W ramach kampanii March of Dimes 2019 #UnspokenStories, organizacja non-profit prowadząca walkę o zdrowie matek i ich dzieci uruchomiła cyfrowa inicjatywa opowiadania historii, aby zapewnić kobietom i rodzinom platformę do dzielenia się swoimi doświadczeniami od radości rodzicielstwa po złamane serce strata. Poniżej, długoletnia uczestniczka March of Dimes i pochodząca z Illinois Petina Dixon-Jenkins, mówi o przedwczesnym porodzie swoich bliźniaków, starając się odstygmatyzować to doświadczenie. Każdego roku w Ameryce ponad 380 000 dzieci rodzi się przedwcześnie, a 50 000 matek przechodzi zagrażające życiu komplikacje w wyniku ciąży i porodu.

Za pomocą Petina Dixon-Jenkins

Zaktualizowano 03 maja 2019 o 17:00

W 2012 roku dowiedziałem się, że byłam w ciąży z moim pierwszym dzieckiem i okazało się, że to bliźnięta. Chłopiec i dziewczynka. Mój mąż i ja byliśmy bardzo podekscytowani. Byłem po trzydziestce i myśleliśmy, że to jest to, że zamierzamy uzupełnić naszą rodzinę.

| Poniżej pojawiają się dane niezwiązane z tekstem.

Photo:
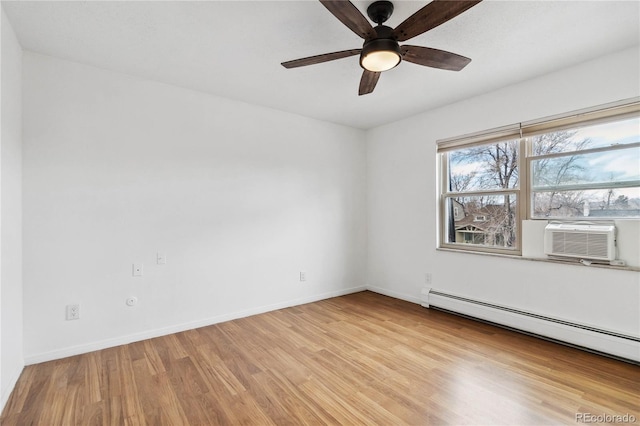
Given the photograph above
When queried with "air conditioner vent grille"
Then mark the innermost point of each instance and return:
(572, 241)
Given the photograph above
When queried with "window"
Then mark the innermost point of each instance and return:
(482, 196)
(591, 171)
(584, 165)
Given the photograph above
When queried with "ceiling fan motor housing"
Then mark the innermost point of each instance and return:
(380, 11)
(382, 42)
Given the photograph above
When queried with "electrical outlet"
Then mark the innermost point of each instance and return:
(137, 269)
(73, 312)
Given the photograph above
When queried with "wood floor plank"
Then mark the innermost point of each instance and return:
(357, 359)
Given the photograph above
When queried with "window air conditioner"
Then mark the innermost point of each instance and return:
(584, 241)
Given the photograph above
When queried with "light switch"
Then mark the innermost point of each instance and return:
(137, 269)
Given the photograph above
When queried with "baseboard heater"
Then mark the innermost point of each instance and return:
(607, 342)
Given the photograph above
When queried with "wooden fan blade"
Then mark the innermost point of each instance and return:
(368, 82)
(321, 58)
(349, 15)
(434, 58)
(433, 14)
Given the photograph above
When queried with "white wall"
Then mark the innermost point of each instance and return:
(240, 198)
(11, 355)
(402, 200)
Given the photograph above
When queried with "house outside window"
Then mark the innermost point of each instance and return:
(582, 166)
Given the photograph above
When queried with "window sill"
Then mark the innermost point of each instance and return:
(574, 262)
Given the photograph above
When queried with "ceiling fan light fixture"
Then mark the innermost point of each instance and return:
(380, 55)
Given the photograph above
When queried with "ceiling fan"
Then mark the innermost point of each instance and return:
(381, 51)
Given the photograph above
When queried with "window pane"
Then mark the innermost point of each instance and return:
(485, 167)
(483, 220)
(599, 135)
(609, 203)
(605, 167)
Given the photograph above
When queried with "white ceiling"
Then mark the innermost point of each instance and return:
(234, 48)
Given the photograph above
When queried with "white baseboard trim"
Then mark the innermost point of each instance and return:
(150, 334)
(11, 384)
(394, 294)
(590, 337)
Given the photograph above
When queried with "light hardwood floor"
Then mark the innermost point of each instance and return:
(358, 359)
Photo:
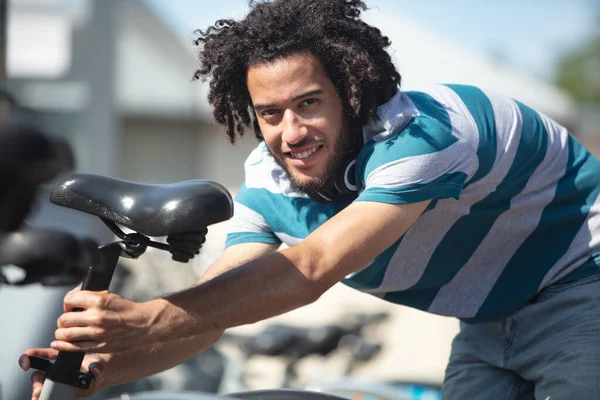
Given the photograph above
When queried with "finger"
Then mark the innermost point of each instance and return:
(75, 289)
(78, 334)
(85, 299)
(96, 369)
(37, 380)
(78, 319)
(87, 346)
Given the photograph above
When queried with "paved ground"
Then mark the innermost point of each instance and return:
(416, 344)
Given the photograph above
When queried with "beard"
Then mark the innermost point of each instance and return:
(341, 146)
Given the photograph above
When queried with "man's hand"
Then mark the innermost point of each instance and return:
(91, 362)
(107, 324)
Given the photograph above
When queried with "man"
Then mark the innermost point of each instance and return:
(451, 200)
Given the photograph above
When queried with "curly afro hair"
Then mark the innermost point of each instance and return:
(352, 53)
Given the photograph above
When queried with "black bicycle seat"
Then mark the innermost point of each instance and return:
(152, 210)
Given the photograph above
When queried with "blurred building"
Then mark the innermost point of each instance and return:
(113, 79)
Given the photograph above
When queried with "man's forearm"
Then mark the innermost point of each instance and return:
(257, 290)
(131, 365)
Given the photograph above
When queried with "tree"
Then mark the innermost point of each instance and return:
(578, 73)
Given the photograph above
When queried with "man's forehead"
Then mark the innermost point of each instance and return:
(286, 79)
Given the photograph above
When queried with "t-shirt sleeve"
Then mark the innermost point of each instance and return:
(423, 162)
(247, 224)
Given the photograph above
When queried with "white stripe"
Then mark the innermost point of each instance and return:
(410, 170)
(246, 219)
(463, 296)
(585, 243)
(414, 252)
(425, 168)
(463, 123)
(288, 240)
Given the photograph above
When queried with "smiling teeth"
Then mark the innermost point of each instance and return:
(305, 154)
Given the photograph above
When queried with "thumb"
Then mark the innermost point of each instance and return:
(95, 364)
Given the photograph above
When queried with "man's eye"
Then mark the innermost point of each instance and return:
(308, 102)
(269, 113)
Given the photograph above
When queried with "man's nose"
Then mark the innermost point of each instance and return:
(294, 130)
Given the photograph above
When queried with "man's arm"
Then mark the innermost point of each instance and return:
(262, 288)
(130, 365)
(127, 366)
(294, 277)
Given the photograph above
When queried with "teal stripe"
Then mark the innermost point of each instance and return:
(449, 185)
(251, 237)
(295, 216)
(428, 133)
(419, 299)
(561, 220)
(480, 107)
(466, 234)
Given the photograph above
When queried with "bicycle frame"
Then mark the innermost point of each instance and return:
(64, 376)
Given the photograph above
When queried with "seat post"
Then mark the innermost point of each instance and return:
(64, 375)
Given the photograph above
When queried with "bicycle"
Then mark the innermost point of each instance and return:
(148, 210)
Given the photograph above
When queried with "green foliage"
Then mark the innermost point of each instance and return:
(578, 73)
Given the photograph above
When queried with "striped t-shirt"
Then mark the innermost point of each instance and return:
(514, 202)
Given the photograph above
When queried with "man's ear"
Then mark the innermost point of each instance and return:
(256, 127)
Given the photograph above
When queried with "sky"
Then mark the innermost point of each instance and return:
(528, 35)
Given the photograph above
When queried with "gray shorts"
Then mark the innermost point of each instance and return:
(548, 350)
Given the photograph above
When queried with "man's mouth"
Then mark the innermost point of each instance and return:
(303, 154)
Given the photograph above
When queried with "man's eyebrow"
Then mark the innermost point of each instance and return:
(294, 98)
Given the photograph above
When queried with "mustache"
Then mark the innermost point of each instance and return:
(316, 140)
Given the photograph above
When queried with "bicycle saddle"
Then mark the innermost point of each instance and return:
(152, 210)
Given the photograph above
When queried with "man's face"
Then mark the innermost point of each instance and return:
(301, 118)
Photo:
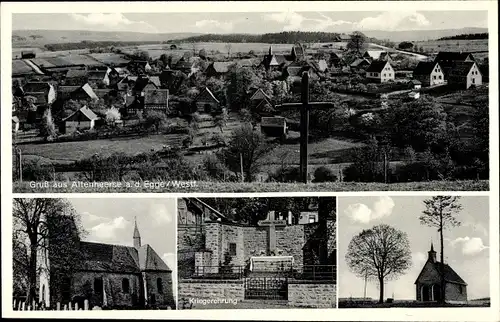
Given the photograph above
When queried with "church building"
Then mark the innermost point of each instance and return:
(108, 276)
(429, 280)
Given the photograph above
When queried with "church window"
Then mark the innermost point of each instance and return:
(125, 286)
(232, 249)
(159, 285)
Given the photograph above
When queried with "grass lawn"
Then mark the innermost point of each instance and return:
(241, 305)
(64, 151)
(218, 187)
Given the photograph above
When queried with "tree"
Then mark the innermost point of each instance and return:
(47, 127)
(380, 253)
(221, 120)
(405, 45)
(228, 47)
(155, 119)
(36, 221)
(440, 212)
(356, 42)
(112, 115)
(240, 81)
(248, 147)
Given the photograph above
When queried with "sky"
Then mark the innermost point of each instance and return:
(466, 246)
(111, 221)
(252, 22)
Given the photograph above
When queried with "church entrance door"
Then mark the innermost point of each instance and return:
(425, 293)
(99, 291)
(266, 288)
(436, 293)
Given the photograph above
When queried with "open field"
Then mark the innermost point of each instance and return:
(218, 187)
(453, 45)
(403, 304)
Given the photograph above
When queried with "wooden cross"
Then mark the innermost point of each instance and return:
(270, 222)
(305, 106)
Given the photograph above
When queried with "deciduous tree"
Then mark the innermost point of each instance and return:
(380, 253)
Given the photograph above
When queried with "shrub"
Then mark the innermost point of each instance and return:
(324, 174)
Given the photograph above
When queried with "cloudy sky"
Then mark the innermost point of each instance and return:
(112, 221)
(466, 247)
(253, 22)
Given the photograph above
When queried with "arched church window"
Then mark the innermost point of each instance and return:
(125, 286)
(159, 285)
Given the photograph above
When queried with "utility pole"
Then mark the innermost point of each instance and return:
(241, 168)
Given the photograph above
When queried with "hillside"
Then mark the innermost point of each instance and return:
(42, 37)
(421, 35)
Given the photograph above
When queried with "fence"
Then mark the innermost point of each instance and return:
(20, 305)
(218, 272)
(318, 273)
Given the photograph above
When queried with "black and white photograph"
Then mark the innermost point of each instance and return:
(257, 253)
(94, 254)
(250, 101)
(414, 252)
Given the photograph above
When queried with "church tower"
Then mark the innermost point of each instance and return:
(432, 254)
(137, 236)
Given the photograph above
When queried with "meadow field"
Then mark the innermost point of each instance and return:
(218, 187)
(475, 45)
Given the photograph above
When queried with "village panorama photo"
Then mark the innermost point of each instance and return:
(250, 102)
(93, 254)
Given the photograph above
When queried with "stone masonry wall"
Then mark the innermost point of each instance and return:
(290, 241)
(83, 281)
(312, 295)
(163, 297)
(210, 289)
(255, 241)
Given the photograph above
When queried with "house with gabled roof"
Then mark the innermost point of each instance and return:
(156, 99)
(274, 61)
(217, 69)
(109, 276)
(206, 102)
(44, 92)
(380, 71)
(84, 92)
(82, 120)
(76, 77)
(447, 59)
(428, 283)
(464, 75)
(359, 64)
(429, 73)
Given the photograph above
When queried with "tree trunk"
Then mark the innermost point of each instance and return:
(32, 273)
(443, 286)
(381, 295)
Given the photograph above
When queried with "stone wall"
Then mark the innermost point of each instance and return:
(290, 241)
(255, 241)
(210, 289)
(455, 292)
(83, 282)
(159, 297)
(312, 295)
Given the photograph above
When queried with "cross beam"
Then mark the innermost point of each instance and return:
(305, 106)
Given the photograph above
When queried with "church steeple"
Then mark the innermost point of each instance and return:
(137, 236)
(432, 254)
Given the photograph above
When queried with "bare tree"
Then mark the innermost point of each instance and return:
(228, 47)
(380, 253)
(440, 212)
(35, 222)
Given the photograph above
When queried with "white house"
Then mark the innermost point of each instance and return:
(380, 71)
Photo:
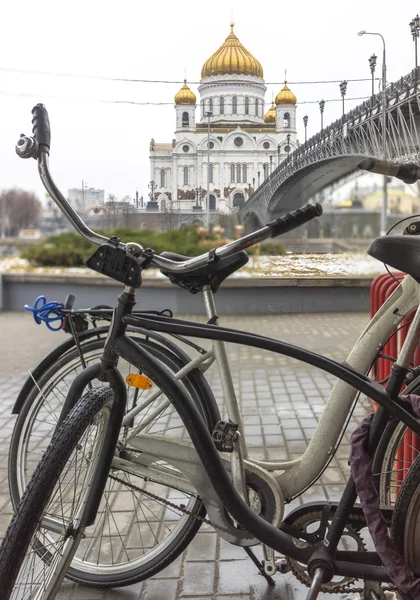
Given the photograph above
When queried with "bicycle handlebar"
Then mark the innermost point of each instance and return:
(407, 172)
(38, 147)
(41, 127)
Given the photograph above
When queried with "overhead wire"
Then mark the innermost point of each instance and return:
(150, 103)
(164, 81)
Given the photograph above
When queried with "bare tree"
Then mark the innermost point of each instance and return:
(18, 210)
(169, 218)
(118, 211)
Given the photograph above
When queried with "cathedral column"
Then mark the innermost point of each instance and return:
(175, 180)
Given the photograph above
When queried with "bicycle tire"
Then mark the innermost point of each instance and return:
(388, 467)
(196, 386)
(29, 535)
(405, 529)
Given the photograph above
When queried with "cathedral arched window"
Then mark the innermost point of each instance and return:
(185, 119)
(265, 167)
(234, 105)
(212, 202)
(222, 106)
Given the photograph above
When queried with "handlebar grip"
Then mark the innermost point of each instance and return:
(407, 172)
(41, 127)
(295, 219)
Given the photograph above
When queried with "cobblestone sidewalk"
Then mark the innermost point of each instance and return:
(281, 401)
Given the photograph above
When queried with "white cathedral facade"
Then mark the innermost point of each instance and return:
(246, 143)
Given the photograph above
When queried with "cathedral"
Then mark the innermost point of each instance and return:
(231, 145)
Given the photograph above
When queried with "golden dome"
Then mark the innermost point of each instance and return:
(185, 95)
(230, 58)
(270, 115)
(285, 97)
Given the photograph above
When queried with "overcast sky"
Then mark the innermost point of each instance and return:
(107, 144)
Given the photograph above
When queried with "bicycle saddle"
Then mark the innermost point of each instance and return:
(211, 274)
(399, 251)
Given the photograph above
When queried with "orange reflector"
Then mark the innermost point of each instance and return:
(140, 381)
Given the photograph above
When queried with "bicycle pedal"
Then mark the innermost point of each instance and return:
(139, 381)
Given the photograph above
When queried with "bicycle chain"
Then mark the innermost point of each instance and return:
(305, 581)
(338, 589)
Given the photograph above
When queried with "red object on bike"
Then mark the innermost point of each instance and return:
(381, 288)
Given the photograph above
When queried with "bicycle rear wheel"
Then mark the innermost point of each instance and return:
(397, 450)
(135, 535)
(45, 530)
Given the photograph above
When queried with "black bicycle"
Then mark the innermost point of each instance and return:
(172, 449)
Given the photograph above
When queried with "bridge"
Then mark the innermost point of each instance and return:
(334, 153)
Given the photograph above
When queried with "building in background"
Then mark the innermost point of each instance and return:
(83, 199)
(246, 141)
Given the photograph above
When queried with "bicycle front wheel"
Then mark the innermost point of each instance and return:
(45, 531)
(136, 534)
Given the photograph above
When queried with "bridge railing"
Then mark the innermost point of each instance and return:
(338, 135)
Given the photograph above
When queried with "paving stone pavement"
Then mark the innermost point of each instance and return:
(281, 401)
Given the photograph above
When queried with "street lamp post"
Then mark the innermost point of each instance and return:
(208, 115)
(385, 188)
(415, 30)
(84, 187)
(321, 108)
(372, 66)
(343, 90)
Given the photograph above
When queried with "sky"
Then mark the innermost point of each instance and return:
(101, 132)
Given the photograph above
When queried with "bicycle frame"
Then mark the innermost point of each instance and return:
(120, 345)
(294, 476)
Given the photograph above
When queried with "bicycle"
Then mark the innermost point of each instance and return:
(91, 423)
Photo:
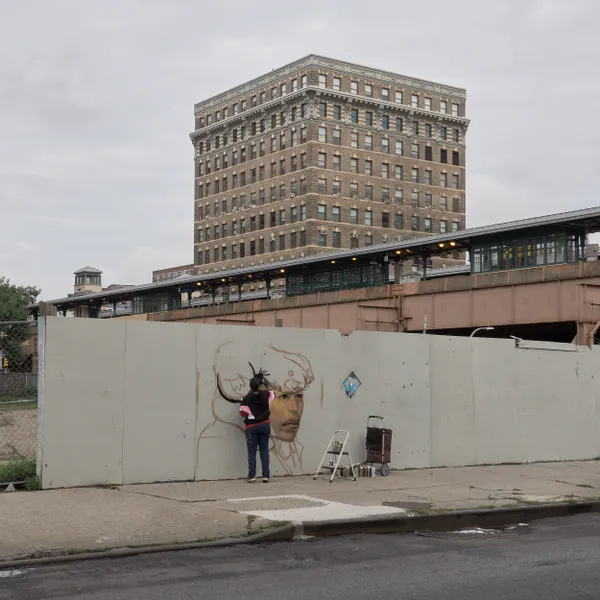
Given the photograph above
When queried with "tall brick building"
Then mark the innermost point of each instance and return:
(322, 154)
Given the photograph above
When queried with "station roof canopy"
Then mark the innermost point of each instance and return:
(586, 220)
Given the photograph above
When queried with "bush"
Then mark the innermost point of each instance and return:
(18, 470)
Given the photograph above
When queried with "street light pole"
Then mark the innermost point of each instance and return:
(481, 329)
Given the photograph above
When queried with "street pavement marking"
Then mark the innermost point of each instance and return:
(324, 511)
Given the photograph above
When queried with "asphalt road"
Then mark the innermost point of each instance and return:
(557, 559)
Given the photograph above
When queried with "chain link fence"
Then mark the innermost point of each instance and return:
(18, 391)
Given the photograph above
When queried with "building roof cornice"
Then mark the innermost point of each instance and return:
(322, 62)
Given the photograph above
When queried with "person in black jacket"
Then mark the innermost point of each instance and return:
(256, 410)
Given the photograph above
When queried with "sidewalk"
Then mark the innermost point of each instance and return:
(76, 520)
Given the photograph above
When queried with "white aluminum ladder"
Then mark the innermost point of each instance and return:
(336, 448)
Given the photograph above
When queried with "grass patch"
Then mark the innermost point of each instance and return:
(18, 470)
(27, 394)
(11, 407)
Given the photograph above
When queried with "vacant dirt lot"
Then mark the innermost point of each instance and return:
(18, 432)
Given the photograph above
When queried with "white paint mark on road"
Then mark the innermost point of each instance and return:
(324, 511)
(13, 573)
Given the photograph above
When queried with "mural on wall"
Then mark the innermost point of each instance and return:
(289, 376)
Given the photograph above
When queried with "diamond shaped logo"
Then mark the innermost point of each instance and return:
(351, 384)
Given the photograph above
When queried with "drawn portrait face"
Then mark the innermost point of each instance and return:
(286, 414)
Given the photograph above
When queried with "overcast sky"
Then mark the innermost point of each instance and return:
(96, 105)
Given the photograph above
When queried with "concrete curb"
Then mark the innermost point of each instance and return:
(279, 534)
(447, 521)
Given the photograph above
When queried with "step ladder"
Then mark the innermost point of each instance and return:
(336, 448)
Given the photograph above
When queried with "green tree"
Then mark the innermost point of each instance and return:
(13, 300)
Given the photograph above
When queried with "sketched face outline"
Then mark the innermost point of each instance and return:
(288, 404)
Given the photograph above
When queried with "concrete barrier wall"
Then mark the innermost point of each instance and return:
(131, 402)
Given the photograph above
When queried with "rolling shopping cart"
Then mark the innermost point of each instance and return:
(379, 445)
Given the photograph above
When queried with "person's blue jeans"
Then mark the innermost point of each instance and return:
(258, 436)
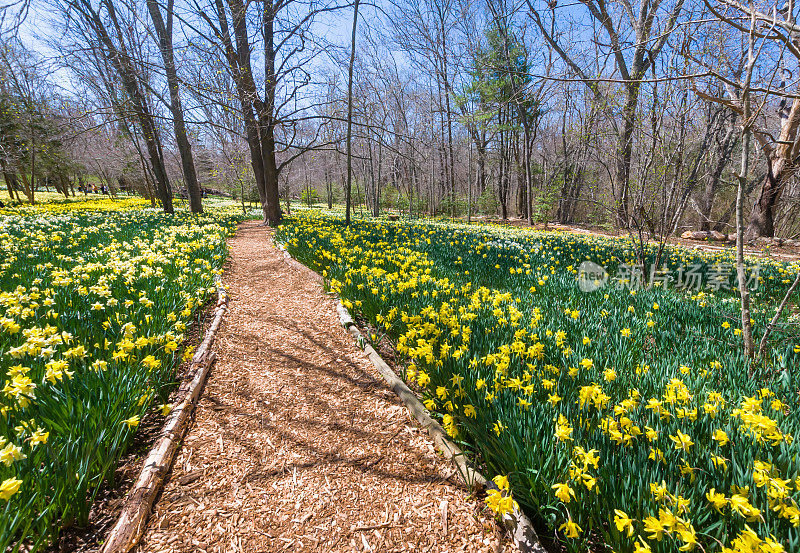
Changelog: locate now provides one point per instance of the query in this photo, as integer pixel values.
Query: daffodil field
(623, 418)
(95, 301)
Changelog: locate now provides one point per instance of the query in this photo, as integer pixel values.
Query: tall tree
(164, 36)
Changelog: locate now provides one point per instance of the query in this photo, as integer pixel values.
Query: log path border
(516, 523)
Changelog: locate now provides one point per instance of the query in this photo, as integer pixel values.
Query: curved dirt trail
(297, 444)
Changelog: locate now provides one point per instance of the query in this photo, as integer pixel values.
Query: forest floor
(297, 443)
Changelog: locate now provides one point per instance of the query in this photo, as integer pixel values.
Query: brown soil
(298, 445)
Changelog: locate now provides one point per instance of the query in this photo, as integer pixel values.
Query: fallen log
(128, 530)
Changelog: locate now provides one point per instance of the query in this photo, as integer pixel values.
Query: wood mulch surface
(298, 445)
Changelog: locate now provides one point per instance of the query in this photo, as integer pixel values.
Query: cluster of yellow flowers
(620, 413)
(93, 308)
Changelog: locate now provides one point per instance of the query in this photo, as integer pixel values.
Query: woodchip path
(297, 444)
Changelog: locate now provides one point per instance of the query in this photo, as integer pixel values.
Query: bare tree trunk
(348, 188)
(164, 33)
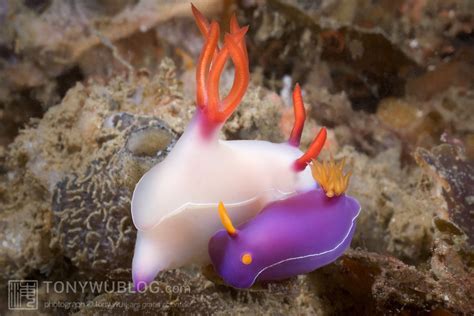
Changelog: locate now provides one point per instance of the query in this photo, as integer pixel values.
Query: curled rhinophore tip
(225, 219)
(330, 176)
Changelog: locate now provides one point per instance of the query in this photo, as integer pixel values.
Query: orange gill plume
(211, 63)
(330, 176)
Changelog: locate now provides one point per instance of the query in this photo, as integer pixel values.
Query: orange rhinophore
(212, 62)
(300, 117)
(173, 204)
(313, 150)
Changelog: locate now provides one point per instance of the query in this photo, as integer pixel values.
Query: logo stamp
(23, 294)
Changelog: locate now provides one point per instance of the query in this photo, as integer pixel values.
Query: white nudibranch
(173, 205)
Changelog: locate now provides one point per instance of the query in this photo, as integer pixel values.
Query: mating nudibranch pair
(173, 205)
(292, 236)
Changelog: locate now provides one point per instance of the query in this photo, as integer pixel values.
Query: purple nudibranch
(288, 237)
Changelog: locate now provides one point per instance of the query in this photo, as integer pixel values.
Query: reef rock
(91, 208)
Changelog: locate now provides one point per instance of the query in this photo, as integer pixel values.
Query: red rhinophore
(210, 66)
(312, 152)
(300, 117)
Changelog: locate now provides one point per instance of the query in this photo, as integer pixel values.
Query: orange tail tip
(212, 62)
(300, 117)
(312, 152)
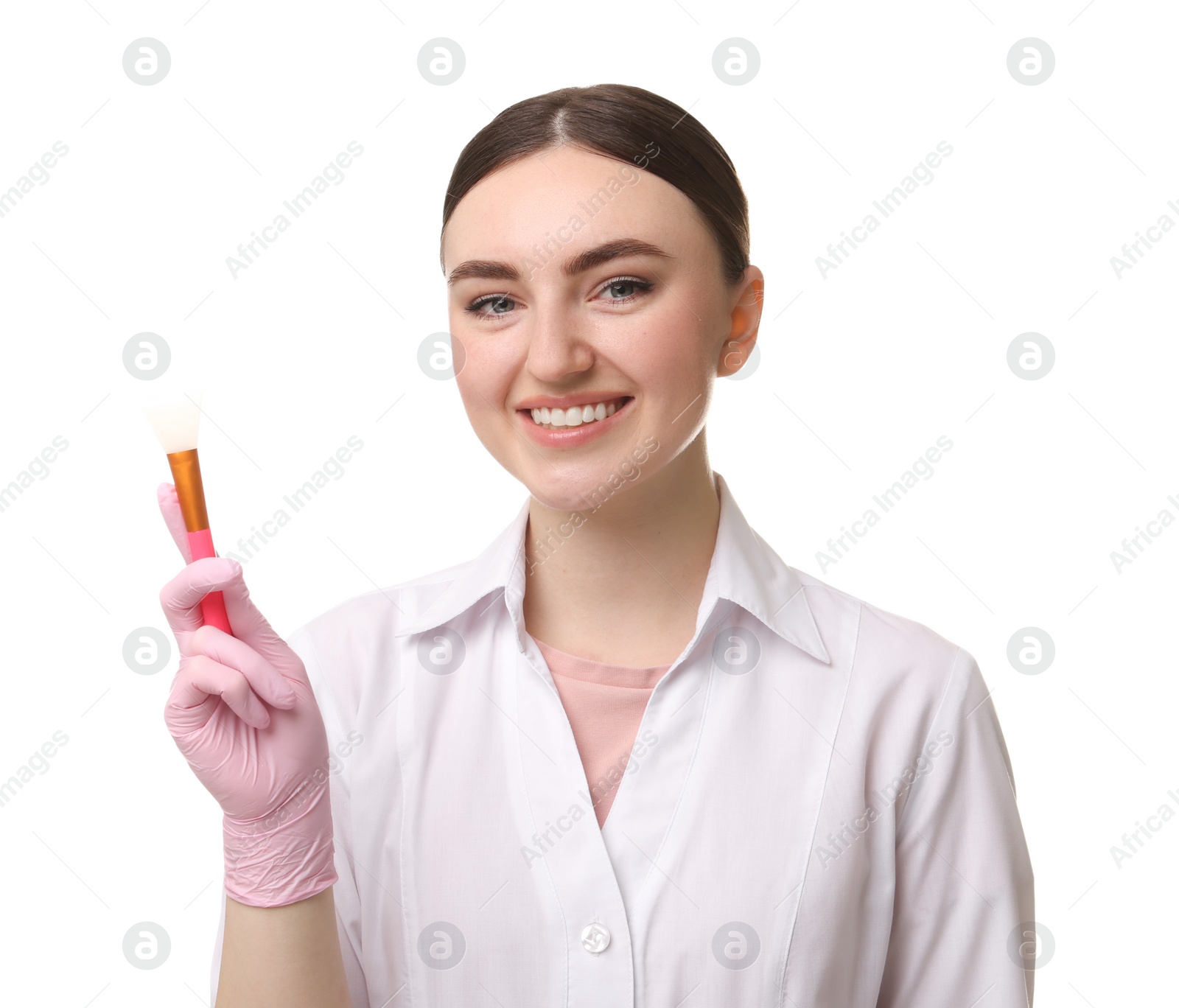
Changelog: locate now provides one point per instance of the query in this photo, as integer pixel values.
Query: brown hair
(624, 123)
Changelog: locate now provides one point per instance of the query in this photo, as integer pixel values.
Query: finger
(251, 626)
(192, 701)
(181, 597)
(170, 507)
(265, 679)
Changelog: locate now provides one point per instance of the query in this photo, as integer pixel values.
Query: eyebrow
(493, 269)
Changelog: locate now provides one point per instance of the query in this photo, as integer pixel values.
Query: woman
(626, 756)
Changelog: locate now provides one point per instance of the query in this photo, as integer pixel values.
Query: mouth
(575, 416)
(575, 424)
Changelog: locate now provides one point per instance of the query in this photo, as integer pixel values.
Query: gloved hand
(268, 769)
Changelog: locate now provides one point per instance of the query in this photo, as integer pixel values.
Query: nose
(558, 345)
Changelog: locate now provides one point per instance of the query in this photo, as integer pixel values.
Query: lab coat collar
(744, 570)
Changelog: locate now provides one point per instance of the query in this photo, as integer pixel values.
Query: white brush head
(175, 416)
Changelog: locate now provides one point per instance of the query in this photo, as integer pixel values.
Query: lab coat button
(595, 937)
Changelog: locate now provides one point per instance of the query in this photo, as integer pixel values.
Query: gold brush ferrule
(189, 489)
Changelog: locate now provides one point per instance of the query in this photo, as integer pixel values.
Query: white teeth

Wchodząc w to, byłam na regularnej położnicy/ginekologii i powiedziałam jej, że przedwczesne porody zdarzają się w mojej rodzinie. Moja mama straciła dwoje dzieci, zanim urodziłam się do przedwczesnego porodu, a pierwszy syn mojej siostry urodził się w wieku 26 tygodni. W przypadku bliźniąt wiedziałam, że przedwczesny poród jest jeszcze bardziej prawdopodobny. Mój lekarz zapewniał mnie, że wszystko jest w porządku. Wszystko było normalne. Nie było powodu do zmartwień.

click fraud protection

W weekend przed porodem bliźniaków wszedłem, ponieważ czułem, że mam skurcze, z wyjątkiem tego, że szyjka macicy nie była otwarta, więc odesłali mnie do domu. Poinformowałem mojego lekarza i zapytałem, czy powinienem przyjść przed kolejną wizytą. Powiedziała: „Nie. Nie ma powodu. Do zobaczenia 17-go”. Zaczęłam rodzić iw tym tygodniu urodziły się bliźnięta. Byłam w ciąży dopiero około 21 tygodnia.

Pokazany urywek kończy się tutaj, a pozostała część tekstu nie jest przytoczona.